C++ Pointer Call
The pointer call method for passing parameters to a function involves copying the address of the parameter into the formal parameter. Inside the function, this address is used to access the actual parameter needed in the call. This means that modifications to the formal parameter will affect the actual parameter.
When passing values by pointer, the parameter pointer is passed to the function, similar to passing other values to the function. Consequently, in the following swap() function, you need to declare the function parameters as pointer types, which are used to swap the values of two integer variables pointed to by the parameters.
// Function definition
void swap(int *x, int *y)
{
int temp;
temp = *x; /* Save the value at address x */
*x = *y; /* Assign y to x */
*y = temp; /* Assign x to y */
return;
}
For more details on pointers in C++, please visit the C++ Pointers section.
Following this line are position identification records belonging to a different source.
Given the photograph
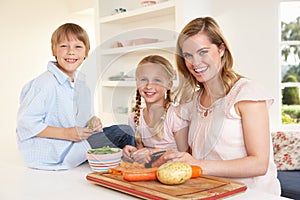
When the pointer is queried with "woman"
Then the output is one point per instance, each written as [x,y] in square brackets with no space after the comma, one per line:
[229,125]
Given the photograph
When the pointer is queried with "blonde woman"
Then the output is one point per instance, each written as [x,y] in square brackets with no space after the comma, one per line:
[229,124]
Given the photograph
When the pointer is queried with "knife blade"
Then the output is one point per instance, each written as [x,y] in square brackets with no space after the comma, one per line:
[154,157]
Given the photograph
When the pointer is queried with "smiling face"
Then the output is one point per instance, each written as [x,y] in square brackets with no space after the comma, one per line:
[152,82]
[70,53]
[202,58]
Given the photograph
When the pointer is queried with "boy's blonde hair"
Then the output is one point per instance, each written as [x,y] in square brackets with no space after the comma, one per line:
[159,127]
[69,30]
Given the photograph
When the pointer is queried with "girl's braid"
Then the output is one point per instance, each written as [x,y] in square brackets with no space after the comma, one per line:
[137,110]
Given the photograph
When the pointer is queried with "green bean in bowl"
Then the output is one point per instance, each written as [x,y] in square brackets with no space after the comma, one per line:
[104,150]
[101,159]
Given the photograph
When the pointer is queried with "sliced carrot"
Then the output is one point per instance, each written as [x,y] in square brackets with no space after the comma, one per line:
[196,171]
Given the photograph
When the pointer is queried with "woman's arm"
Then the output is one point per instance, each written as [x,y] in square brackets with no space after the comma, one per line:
[255,125]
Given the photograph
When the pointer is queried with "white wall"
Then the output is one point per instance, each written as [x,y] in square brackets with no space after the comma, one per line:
[26,27]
Now, let's call the swap() function by passing values through pointers:
#include <iostream>
using namespace std;
// Function declaration
void swap(int *x, int *y);
int main ()
{
// Local variable declaration
int a = 100;
int b = 200;
cout << "Before swap, value of a :" << a << endl;
cout << "Before swap, value of b :" << b << endl;
/* Call the function to swap the values
* &a denotes pointer to a, i.e., address of variable a
* &b denotes pointer to b, i.e., address of variable b
*/
swap(&a, &b);
cout << "After swap, value of a :" << a << endl;
cout << "After swap, value of b :" << b << endl;
return 0;
}
When the above code is compiled and executed, it produces the following result:
Before swap, value of a : 100
Before swap, value of b : 200
After swap, value of a : 200
After swap, value of b : 100